Sandra Day O’Connor and H. Alan Day recount what life was like growing up on a cattle ranch in the 20th century. 

“Lazy B: Growing Up on a Cattle Ranch in the American Southwest,” by retired Supreme Court Associate Justice Sandra Day O’Connor and her brother H. Alan Day, provides an interesting glimpse of ranch life in 20th century America. It’s challenging to know how to review this book because, while the individual stories in it are good, as a whole it isn’t a consistently compelling read.

Going in, I wasn’t certain what to expect – I knew O’Connor was the first woman named to the Supreme Court, but that was about the extent of it. If you’re going into this expecting a rich autobiographical account of O’Connor’s life, you’ll likely be disappointed. If you’re looking for an account of ranch life in the 1930s and ‘40s, this is worth the read.

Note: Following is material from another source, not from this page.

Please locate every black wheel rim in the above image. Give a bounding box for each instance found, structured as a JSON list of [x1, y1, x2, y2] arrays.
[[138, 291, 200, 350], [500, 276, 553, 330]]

Initially, I expected an autobiography of sorts about O’Connor, hence my own disappointment upon reading the book. O’Connor, while obviously in the book, figures into it more through the stories told in the book than as a main character. Reading it, I did at times wish it had included more on O’Connor and her life. Don’t get me wrong, this isn’t at all a bad book, but if you want an autobiography that’s clearly not what this is, at least not in the traditional sense.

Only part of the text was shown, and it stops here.